For robustness, duplicate file checking are broken down into several stages, each done using a script
This script has two functionalities: 1. crawling the cloud storage file system for a complete list of files that are present 2. process the list of files to generate a new list that excludes certain files according to the given ignore rules.
To crawl the file system, run
python list_files.py --crawl Path_To_Be_Crawled
A text file 'files.txt' that contains a list of files on the storage will be generated.
To exclude ignore files, run
python list_files.py --ignore ignore.txt --input files.txt
where ignore.txt contains the ignore rules and files.txt is the list of all files.
run
python list_files.py -h
if unsure
This script computes the xxhash of each file and stores the hashes in a dictionary for later write-out to serialized json format.
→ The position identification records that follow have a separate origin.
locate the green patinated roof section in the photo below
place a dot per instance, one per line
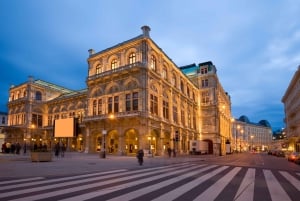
(71, 94)
(53, 86)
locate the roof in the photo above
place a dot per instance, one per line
(52, 86)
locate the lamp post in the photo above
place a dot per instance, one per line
(149, 139)
(252, 142)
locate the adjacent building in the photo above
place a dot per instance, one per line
(291, 103)
(249, 136)
(3, 126)
(136, 97)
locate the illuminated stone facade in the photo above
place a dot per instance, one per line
(291, 103)
(136, 97)
(249, 136)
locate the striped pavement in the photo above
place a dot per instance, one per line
(184, 181)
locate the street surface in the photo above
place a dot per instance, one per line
(238, 177)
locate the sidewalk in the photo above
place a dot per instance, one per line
(18, 166)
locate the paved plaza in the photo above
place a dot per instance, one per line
(18, 166)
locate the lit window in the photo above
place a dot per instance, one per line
(164, 73)
(204, 70)
(153, 104)
(38, 95)
(132, 58)
(99, 69)
(204, 83)
(153, 63)
(114, 64)
(165, 109)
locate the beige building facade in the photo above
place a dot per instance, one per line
(291, 101)
(136, 98)
(249, 136)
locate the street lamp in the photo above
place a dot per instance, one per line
(149, 139)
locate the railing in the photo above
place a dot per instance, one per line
(119, 69)
(116, 115)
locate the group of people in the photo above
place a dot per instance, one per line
(59, 149)
(13, 148)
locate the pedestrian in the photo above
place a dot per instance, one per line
(24, 148)
(63, 149)
(140, 156)
(56, 149)
(18, 148)
(169, 151)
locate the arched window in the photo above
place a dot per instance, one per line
(164, 73)
(132, 58)
(173, 80)
(99, 69)
(114, 64)
(153, 63)
(38, 95)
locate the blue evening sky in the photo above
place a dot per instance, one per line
(255, 44)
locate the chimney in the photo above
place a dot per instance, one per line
(146, 31)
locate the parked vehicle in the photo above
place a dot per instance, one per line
(293, 156)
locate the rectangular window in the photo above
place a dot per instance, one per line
(109, 105)
(182, 118)
(165, 109)
(175, 114)
(204, 70)
(128, 102)
(99, 106)
(204, 83)
(116, 104)
(37, 120)
(135, 101)
(94, 107)
(49, 120)
(153, 104)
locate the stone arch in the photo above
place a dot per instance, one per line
(112, 88)
(210, 146)
(97, 91)
(131, 84)
(129, 52)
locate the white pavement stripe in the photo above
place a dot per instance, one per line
(148, 189)
(213, 191)
(19, 180)
(295, 182)
(13, 186)
(105, 180)
(61, 184)
(276, 191)
(122, 186)
(171, 195)
(246, 189)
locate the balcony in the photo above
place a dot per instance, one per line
(116, 115)
(117, 70)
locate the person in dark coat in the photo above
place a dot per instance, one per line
(140, 156)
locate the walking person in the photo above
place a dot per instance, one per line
(140, 156)
(63, 149)
(169, 152)
(56, 149)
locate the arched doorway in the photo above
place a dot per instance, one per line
(112, 142)
(131, 142)
(210, 146)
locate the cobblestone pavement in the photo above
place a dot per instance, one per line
(18, 166)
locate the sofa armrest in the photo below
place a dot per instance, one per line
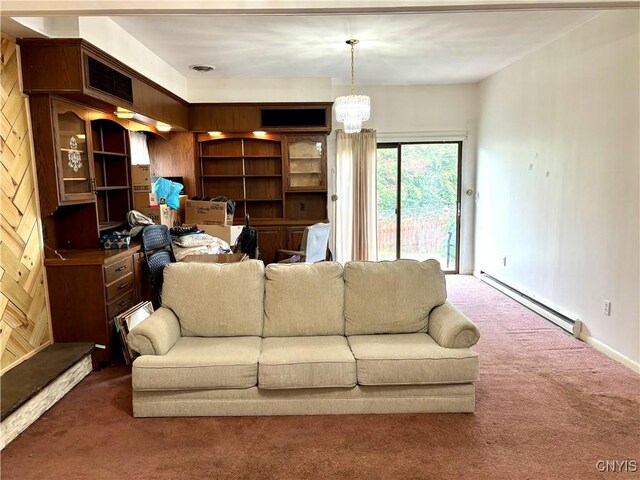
(451, 329)
(156, 334)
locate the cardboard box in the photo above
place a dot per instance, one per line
(171, 217)
(144, 200)
(141, 178)
(115, 241)
(152, 213)
(227, 233)
(207, 213)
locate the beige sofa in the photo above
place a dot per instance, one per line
(242, 339)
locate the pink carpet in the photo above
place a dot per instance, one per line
(548, 407)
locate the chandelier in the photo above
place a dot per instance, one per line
(352, 109)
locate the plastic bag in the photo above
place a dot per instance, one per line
(168, 190)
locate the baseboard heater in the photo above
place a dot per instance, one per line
(571, 325)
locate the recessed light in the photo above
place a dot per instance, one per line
(163, 127)
(123, 113)
(202, 68)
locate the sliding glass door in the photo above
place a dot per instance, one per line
(418, 201)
To obtain the dictionary of checksums, run
python dup_match_by_checksum.py files.txt
where files.txt is a list of files to compute xxhash for. files.txt is an optional argument, which if not given, will trigger the script to crawl the storage file system.
The output of the script is checksums.txt
This script outputs groups of duplicate files based on checksums.txt.
python check_dup_from_checksum_file.py
This script outputs a csv specifying files in the first level of two directories with same name but different contents.
python first_level.py path/to/first/directory path/to/second/directory
This script outputs a json file specifying files with the same contents in two directories.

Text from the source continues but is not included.